Every now and then I will ask myself why I became a crossdresser? There's nothing in my background to suggest that I would have gone this route. I had a good upbringing with few problemsand was liked by those who knew me. I am a quiet, laid back individual who tries to get along with everyone.
I have always been drawn to unusual and strange things. I consider myself somewhat eccentric because I will digress from the normal vein of thought. It was in late May or June when I began to question my maleness. Was I gay? Bisexual? Trans? A woman in a man's body? It was crazy! Here I was; a man in his fifties questioning his gender. That was a scary thought.
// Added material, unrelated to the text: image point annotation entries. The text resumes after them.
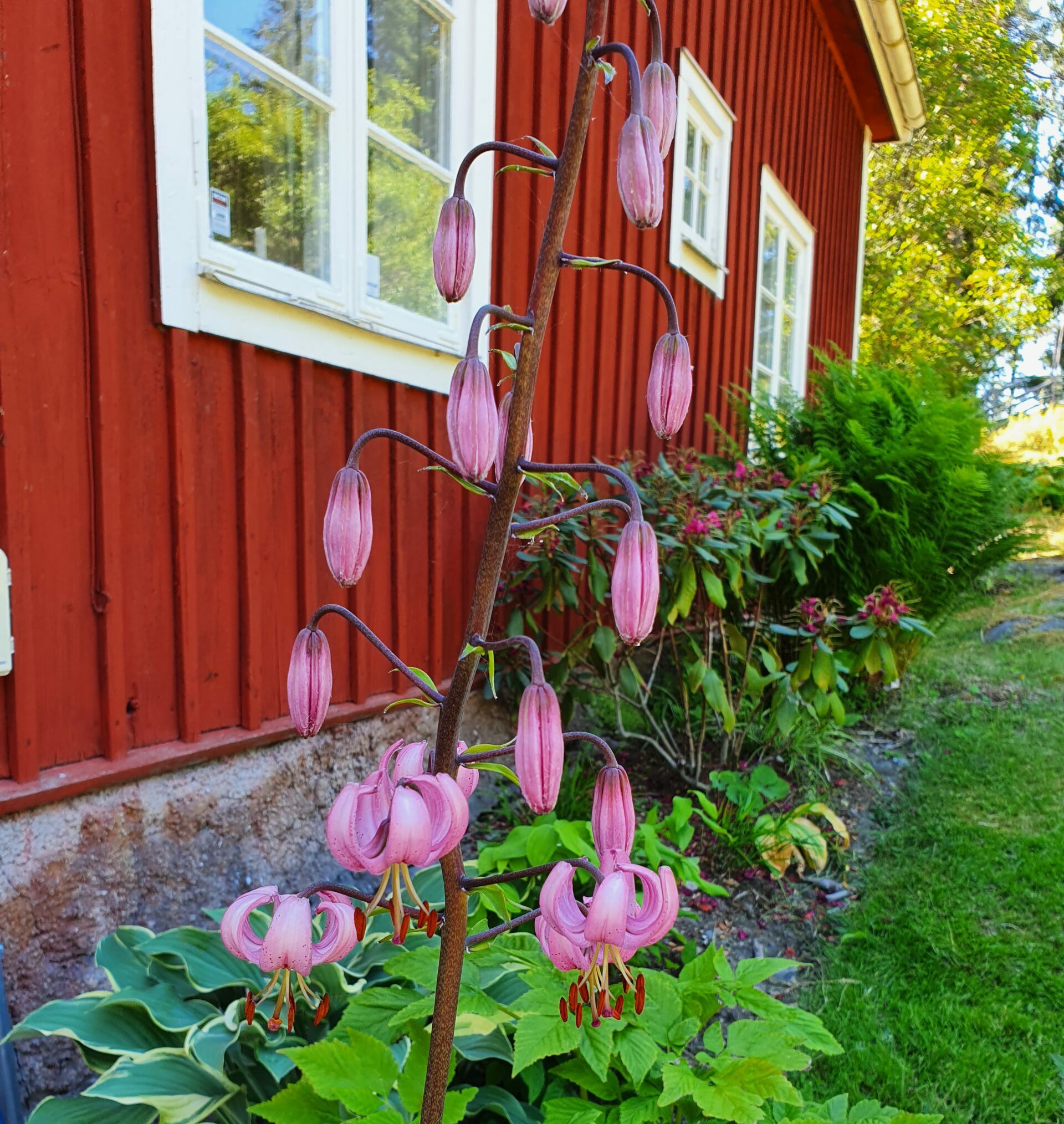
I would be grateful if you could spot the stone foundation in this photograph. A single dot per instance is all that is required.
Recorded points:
(157, 851)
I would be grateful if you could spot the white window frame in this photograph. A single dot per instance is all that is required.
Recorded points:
(706, 259)
(778, 206)
(206, 286)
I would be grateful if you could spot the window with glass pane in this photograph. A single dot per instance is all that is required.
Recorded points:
(268, 122)
(408, 96)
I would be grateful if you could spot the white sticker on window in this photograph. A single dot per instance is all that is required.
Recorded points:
(374, 277)
(221, 224)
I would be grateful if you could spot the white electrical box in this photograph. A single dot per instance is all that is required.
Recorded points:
(7, 641)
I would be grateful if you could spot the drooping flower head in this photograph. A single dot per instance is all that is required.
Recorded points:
(660, 103)
(670, 386)
(349, 527)
(454, 249)
(309, 681)
(289, 951)
(641, 172)
(540, 751)
(612, 812)
(634, 587)
(398, 818)
(472, 420)
(605, 932)
(548, 12)
(504, 430)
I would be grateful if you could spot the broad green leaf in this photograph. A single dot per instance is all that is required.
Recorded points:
(298, 1104)
(87, 1111)
(540, 1035)
(353, 1071)
(126, 1030)
(181, 1090)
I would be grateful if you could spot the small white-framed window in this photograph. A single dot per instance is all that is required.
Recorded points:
(785, 292)
(304, 149)
(698, 242)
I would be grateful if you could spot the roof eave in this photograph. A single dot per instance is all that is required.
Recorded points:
(884, 28)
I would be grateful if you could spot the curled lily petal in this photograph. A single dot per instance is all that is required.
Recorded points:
(607, 918)
(237, 934)
(559, 905)
(563, 953)
(289, 941)
(340, 936)
(340, 830)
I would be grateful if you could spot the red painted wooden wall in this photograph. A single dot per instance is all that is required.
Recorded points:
(162, 493)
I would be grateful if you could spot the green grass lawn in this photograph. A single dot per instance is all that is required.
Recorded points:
(948, 988)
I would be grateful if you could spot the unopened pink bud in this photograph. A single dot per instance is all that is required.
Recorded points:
(669, 389)
(309, 681)
(454, 249)
(504, 430)
(612, 812)
(540, 752)
(548, 12)
(472, 420)
(349, 527)
(635, 584)
(641, 173)
(660, 103)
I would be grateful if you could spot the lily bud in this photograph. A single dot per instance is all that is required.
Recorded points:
(548, 12)
(669, 389)
(504, 428)
(612, 812)
(660, 103)
(641, 172)
(349, 527)
(540, 752)
(309, 681)
(635, 583)
(472, 421)
(454, 249)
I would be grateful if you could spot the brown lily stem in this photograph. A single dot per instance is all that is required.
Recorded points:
(535, 658)
(511, 150)
(606, 470)
(378, 643)
(359, 896)
(429, 454)
(499, 930)
(496, 540)
(578, 261)
(500, 313)
(553, 520)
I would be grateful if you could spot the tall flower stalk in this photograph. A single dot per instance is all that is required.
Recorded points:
(413, 811)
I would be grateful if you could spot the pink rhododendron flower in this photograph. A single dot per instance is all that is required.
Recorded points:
(398, 818)
(289, 951)
(605, 931)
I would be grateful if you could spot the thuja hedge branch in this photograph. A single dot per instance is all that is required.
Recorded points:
(579, 262)
(379, 645)
(401, 438)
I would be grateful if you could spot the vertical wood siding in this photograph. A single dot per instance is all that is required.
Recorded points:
(162, 494)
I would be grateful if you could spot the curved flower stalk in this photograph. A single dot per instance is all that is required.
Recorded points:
(288, 952)
(634, 588)
(309, 681)
(605, 931)
(398, 818)
(349, 527)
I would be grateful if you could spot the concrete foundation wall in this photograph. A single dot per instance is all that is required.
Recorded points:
(157, 851)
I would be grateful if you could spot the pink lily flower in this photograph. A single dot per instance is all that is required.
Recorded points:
(289, 951)
(398, 818)
(605, 931)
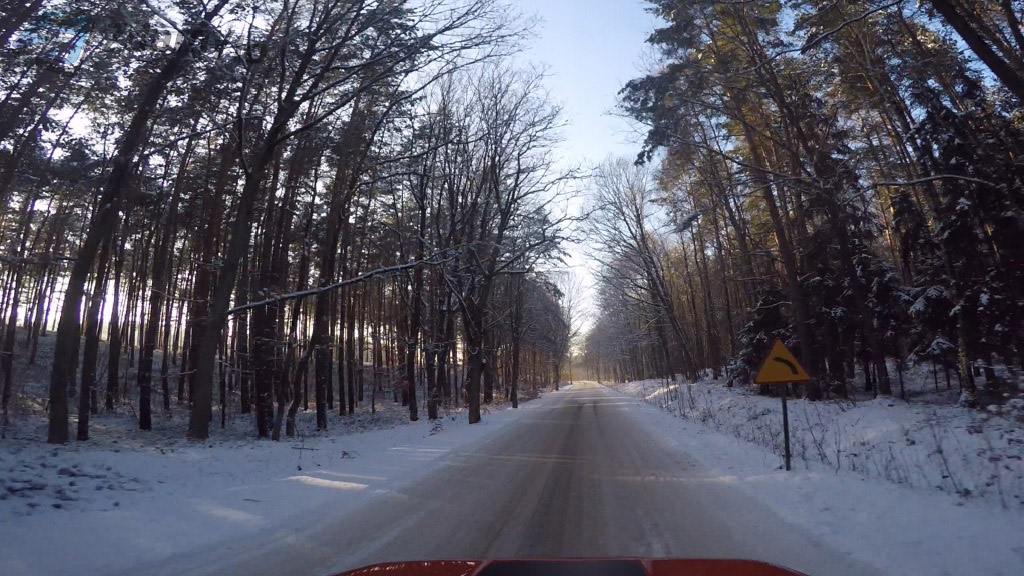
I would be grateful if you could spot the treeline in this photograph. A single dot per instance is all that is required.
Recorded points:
(844, 175)
(258, 207)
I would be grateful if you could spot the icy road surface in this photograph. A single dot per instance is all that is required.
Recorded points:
(582, 477)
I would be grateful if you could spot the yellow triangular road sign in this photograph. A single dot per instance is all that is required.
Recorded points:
(779, 367)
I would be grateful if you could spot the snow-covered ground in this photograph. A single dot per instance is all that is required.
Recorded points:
(126, 498)
(929, 443)
(898, 529)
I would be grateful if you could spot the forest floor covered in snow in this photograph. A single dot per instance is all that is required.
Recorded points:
(898, 529)
(928, 442)
(125, 498)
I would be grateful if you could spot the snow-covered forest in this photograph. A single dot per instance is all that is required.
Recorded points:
(221, 208)
(843, 175)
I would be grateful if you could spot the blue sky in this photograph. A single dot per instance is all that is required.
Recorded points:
(591, 48)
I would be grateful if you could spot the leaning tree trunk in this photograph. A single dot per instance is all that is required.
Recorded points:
(115, 192)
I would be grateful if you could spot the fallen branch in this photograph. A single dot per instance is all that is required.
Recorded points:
(357, 280)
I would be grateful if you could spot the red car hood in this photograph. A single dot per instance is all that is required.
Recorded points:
(609, 567)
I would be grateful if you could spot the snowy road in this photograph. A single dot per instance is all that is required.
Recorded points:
(583, 477)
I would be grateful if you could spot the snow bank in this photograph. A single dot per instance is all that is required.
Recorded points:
(119, 501)
(898, 529)
(929, 445)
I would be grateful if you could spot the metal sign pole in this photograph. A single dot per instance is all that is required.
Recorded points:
(785, 423)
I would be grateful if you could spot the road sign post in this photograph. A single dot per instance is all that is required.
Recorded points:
(780, 367)
(785, 425)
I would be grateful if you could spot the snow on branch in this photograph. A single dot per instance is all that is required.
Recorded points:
(431, 261)
(934, 178)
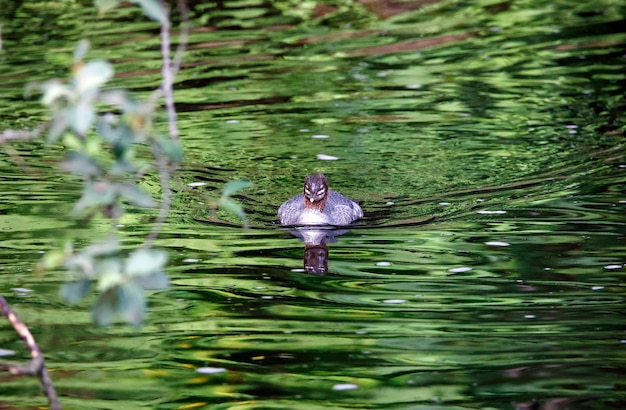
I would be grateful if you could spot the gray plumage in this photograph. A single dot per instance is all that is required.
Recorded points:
(338, 210)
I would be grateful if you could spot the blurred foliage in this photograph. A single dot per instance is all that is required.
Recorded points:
(110, 143)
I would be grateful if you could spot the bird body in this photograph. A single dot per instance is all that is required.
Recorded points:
(318, 205)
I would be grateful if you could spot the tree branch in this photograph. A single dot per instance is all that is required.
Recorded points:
(36, 366)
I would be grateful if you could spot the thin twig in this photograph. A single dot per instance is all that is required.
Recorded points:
(166, 195)
(168, 78)
(36, 366)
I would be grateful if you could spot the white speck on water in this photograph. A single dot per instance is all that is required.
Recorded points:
(345, 386)
(497, 243)
(210, 370)
(394, 301)
(460, 269)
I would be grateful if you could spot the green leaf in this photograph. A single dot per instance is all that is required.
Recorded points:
(132, 304)
(135, 196)
(92, 75)
(103, 311)
(80, 164)
(233, 187)
(153, 9)
(144, 262)
(73, 292)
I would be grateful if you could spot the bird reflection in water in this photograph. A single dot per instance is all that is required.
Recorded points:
(317, 212)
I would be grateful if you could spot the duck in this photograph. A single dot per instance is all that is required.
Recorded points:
(319, 206)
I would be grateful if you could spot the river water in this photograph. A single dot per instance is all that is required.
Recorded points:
(484, 141)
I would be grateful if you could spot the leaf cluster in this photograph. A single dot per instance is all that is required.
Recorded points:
(120, 281)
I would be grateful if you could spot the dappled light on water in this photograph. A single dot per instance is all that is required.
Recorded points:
(484, 143)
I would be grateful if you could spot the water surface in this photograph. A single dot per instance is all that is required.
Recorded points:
(484, 142)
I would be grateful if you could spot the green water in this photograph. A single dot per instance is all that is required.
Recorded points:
(484, 141)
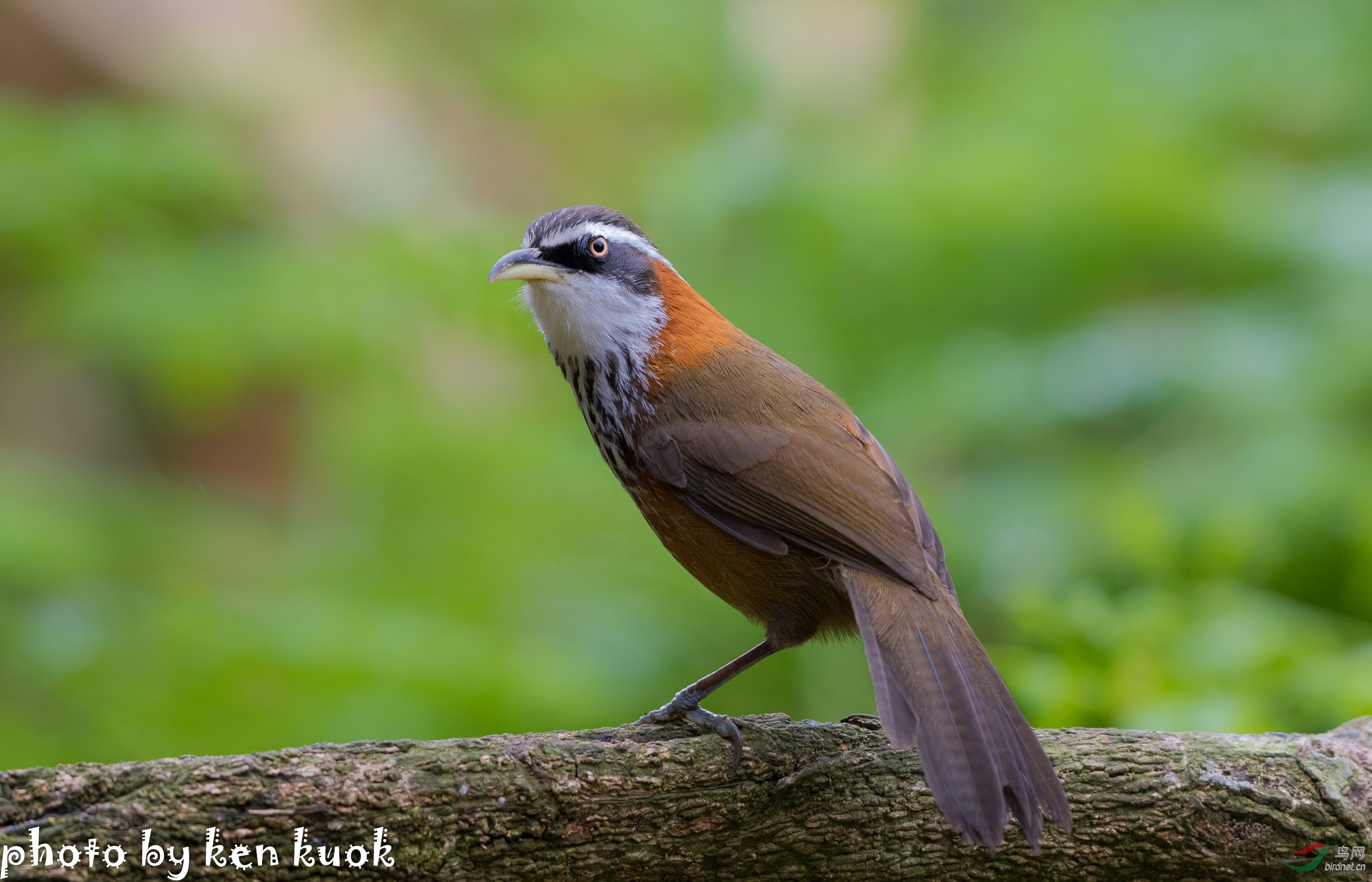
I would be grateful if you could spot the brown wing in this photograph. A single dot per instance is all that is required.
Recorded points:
(822, 483)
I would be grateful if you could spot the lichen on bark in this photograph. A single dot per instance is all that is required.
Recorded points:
(808, 800)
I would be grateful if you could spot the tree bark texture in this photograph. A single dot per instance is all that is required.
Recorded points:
(808, 801)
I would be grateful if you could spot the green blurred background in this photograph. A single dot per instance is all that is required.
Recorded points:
(279, 467)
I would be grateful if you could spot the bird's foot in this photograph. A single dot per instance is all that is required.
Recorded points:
(688, 708)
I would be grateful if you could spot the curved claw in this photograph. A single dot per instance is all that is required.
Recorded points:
(717, 723)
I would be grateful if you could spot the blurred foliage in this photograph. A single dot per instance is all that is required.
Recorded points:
(1099, 276)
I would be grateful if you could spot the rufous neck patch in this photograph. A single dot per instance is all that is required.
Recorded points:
(693, 330)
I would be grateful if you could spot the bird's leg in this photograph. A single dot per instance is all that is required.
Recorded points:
(685, 706)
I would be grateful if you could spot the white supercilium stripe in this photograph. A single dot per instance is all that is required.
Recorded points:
(610, 232)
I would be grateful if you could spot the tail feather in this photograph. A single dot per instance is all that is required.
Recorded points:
(938, 690)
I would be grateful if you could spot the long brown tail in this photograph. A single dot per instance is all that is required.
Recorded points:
(938, 690)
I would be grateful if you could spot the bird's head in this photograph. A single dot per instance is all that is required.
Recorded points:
(593, 282)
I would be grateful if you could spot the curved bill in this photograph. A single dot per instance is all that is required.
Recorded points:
(526, 264)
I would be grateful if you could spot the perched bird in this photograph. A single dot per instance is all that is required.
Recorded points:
(766, 487)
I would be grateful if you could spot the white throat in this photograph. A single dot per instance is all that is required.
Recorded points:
(589, 316)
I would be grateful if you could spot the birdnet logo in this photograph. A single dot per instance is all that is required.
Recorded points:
(1344, 858)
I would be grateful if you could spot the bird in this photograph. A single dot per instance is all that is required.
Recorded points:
(769, 490)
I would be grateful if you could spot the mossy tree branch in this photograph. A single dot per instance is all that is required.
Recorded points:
(810, 800)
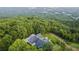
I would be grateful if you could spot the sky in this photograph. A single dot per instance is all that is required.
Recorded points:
(39, 3)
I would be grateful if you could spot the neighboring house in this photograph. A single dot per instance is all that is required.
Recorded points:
(37, 40)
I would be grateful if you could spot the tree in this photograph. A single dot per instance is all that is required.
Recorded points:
(6, 41)
(21, 45)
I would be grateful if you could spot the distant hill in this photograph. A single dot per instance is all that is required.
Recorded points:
(66, 13)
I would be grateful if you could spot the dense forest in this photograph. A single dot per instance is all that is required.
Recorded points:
(64, 35)
(59, 25)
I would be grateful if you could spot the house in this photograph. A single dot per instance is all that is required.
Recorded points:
(37, 40)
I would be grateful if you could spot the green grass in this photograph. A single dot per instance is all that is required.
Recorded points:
(75, 45)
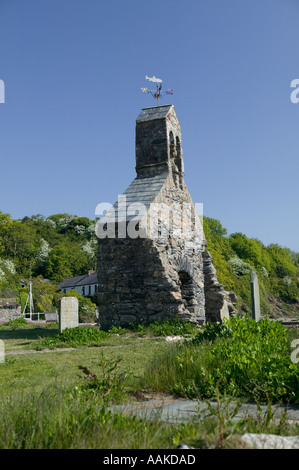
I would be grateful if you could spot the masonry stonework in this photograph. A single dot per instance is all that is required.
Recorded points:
(152, 258)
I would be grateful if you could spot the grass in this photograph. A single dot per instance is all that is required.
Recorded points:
(60, 399)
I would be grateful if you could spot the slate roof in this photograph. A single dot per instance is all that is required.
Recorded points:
(141, 190)
(155, 112)
(88, 280)
(79, 281)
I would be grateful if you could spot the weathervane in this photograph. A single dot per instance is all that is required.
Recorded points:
(156, 93)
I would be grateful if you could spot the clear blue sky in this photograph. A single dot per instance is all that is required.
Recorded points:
(73, 70)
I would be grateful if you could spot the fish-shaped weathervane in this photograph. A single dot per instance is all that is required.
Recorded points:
(156, 93)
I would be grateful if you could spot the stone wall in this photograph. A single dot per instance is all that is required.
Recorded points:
(153, 264)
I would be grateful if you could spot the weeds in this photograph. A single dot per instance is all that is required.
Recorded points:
(74, 337)
(111, 383)
(247, 359)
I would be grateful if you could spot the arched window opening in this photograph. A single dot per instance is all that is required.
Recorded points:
(187, 287)
(172, 145)
(178, 146)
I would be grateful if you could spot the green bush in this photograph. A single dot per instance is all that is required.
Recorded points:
(74, 337)
(243, 358)
(17, 323)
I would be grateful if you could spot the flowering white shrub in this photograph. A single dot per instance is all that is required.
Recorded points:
(239, 266)
(43, 252)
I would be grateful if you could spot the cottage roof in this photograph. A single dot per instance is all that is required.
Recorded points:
(84, 280)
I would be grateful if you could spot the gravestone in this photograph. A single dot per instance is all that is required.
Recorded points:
(51, 317)
(2, 351)
(255, 297)
(68, 313)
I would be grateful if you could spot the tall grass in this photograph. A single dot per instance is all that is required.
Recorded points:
(58, 419)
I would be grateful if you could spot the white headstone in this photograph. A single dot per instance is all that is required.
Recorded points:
(68, 313)
(2, 351)
(255, 297)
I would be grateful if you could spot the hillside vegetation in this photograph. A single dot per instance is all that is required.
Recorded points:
(65, 245)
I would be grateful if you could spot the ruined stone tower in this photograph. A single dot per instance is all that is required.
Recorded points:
(152, 262)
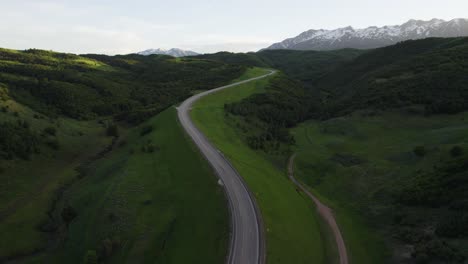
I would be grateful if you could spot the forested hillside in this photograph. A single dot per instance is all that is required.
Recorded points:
(72, 127)
(87, 86)
(432, 73)
(385, 145)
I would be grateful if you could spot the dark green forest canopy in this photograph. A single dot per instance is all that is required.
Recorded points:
(432, 73)
(91, 85)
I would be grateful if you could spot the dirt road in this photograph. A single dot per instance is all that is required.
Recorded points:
(325, 212)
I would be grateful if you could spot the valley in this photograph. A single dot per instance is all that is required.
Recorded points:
(96, 165)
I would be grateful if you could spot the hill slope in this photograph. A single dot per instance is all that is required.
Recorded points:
(374, 37)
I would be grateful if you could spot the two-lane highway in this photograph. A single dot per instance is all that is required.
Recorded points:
(247, 242)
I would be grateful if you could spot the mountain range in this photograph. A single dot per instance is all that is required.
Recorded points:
(171, 52)
(373, 37)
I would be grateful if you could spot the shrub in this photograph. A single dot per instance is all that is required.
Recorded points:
(456, 151)
(90, 257)
(419, 151)
(146, 130)
(50, 131)
(53, 144)
(17, 140)
(112, 131)
(68, 214)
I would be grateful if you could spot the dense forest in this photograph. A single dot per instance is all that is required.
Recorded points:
(429, 73)
(426, 78)
(84, 87)
(283, 106)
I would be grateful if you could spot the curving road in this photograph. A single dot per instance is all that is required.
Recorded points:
(247, 242)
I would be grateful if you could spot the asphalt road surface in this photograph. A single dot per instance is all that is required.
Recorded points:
(324, 211)
(247, 241)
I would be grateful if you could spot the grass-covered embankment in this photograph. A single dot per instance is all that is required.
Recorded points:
(371, 170)
(291, 225)
(154, 199)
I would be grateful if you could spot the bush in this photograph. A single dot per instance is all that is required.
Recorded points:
(456, 151)
(68, 214)
(112, 131)
(90, 257)
(146, 130)
(420, 151)
(50, 131)
(53, 144)
(17, 140)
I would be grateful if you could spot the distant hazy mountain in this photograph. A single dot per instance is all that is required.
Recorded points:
(171, 52)
(373, 37)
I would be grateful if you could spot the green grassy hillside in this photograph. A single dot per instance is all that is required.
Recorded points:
(84, 87)
(292, 228)
(153, 200)
(403, 175)
(430, 72)
(79, 176)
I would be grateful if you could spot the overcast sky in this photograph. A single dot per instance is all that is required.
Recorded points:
(120, 27)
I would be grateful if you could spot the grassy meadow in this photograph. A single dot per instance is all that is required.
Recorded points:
(358, 164)
(292, 229)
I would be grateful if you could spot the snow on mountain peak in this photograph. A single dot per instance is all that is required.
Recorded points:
(171, 52)
(373, 37)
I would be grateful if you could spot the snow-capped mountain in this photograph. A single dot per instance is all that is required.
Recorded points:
(374, 37)
(170, 52)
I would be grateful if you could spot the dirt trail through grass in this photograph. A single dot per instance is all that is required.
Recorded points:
(325, 212)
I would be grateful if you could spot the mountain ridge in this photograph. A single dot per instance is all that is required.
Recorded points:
(373, 37)
(174, 52)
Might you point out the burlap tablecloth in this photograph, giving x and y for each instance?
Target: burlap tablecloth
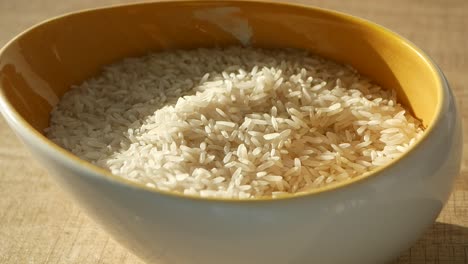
(38, 224)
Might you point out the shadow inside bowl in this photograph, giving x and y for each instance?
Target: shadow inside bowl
(441, 243)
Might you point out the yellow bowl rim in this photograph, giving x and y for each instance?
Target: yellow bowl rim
(88, 168)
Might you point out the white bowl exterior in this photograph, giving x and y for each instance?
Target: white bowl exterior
(370, 221)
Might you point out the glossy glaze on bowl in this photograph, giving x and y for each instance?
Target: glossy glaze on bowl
(340, 224)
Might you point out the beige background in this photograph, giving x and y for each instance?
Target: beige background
(38, 224)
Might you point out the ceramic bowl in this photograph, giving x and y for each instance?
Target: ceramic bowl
(370, 219)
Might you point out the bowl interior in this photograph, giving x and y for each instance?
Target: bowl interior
(39, 66)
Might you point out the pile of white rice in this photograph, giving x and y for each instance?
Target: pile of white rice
(233, 122)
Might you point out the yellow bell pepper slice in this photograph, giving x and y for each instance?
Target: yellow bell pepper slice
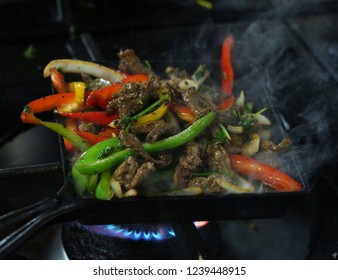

I got the urge to try on my wife's clothing, which I did. It was an erotic rush to wear panties. I tried on a dress, a skirt, blouse, and slip. It was a rush. Was I a crossdresser? When the urges didn't lessen, I got worried. I spoke to a couple of couselors and laid it all out to them. They explain that I was questioning my gender, and that maybe I was a crossdresser. The urges continued for a couple of more weeks. The pressure and stress were mounting until I admitted to myself that I am a crossdresser. All the stress and worries dissipated. I feel liberated, complete, and content.
I have purchased feminine clothing: panties, a dress, tops, bra, a gown, a skirt, and couple of wigs. I paint my toenails, too. I look forward to the day when I will go out totally en femme. Another goal is to march in the gay pride parade as a crossdresser.
Now to answer to the question why I crossdresser: I just enjoy wearing feminine things. My eyes have been opened to a world that is maligned by societal bigotry. I have met other crossdressers, transsexuals, intersexed, questioning and others within the umbrella of transgender.
I love the people I have met at the community center and on the internet. The support has been great. I see myself as a transgender heterosexual crossdresser. I don't feel ashamed or embarrased at all. This is just another part of me and I am content. Someday I want to come out to my spouse but I cannot at this time. Once again, I am involved with something outside the norms of society, which is fine with me. Each day is a new day in my journey and I am enjoying the ride.